Frühstück ist ganz okay, ich hab nur selten Zeit dafür.

Ich finde beide Positionen zu extrem. Frühstück ist ganz okay, ich hab nur selten Zeit dafür. In der Früh hab ich es meistens eilig, oder zumindest sollte ich längst am Schreibtisch sitzen und was arbeiten. Entspannt ist die Situation jedenfalls fast nie; keine guten Voraussetzungen für das Einnehmen einer Mahlzeit. So beschränkt sich mein „Frühstück“ meist darauf, dass ich in der Küche im Stehen den ersten Kaffee des Tages und im Idealfall ein frisches Croissant zu mir nehme (sonst halt irgendein Weckerl von gestern, wenn nicht überhaupt gerade „Intervallfasten“ angesagt ist). Aber wie ernst kann man ein Essen nehmen, für das man sich nicht hinsetzt und bei dem man noch nicht einmal richtig angezogen ist?

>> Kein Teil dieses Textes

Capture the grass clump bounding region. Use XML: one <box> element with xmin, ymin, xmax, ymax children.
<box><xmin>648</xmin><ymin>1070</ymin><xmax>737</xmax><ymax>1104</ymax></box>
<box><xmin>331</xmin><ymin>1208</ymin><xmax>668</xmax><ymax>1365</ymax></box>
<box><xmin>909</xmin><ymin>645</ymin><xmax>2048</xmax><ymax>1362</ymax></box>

Frühstücken ist nicht wirklich alltagstauglich, eher ein Fall fürs Wochenende oder den Urlaub. Anders herum gesagt: Wenn du Zeit zum Frühstücken hast, dann muss Sonntag sein. Im Urlaub kommt hinzu, dass man sich das Frühstück selten selbst zubereiten muss, die Frühstückspension heißt ja nicht ohne Grund so. Auch im Café zu frühstücken, kann sich wie Urlaub anfühlen. Am allerbesten aber ist das Frühstück auf Dienstreisen im Hotel. Man muss es dann nicht nur nicht selbst machen, sondern nicht einmal selbst bezahlen. Selbst wenn der Chef knausert und auf der Spesenrechnung nur ein billiges Hotel genehmigt, wird das Frühstücks- angebot dort in der Regel ziemlich okay sein (schlechtes Frühstück anzubieten, kann sich heutzutage kein Hotel leisten). Vor allem aber kommt in diesem Moment garantiert dieses ganz spezielle Urlaubsgefühl auf – und das, obwohl man doch eigentlich gerade bei der Arbeit ist. Besser geht’s nicht. Frühstücken für Fortgeschrittene.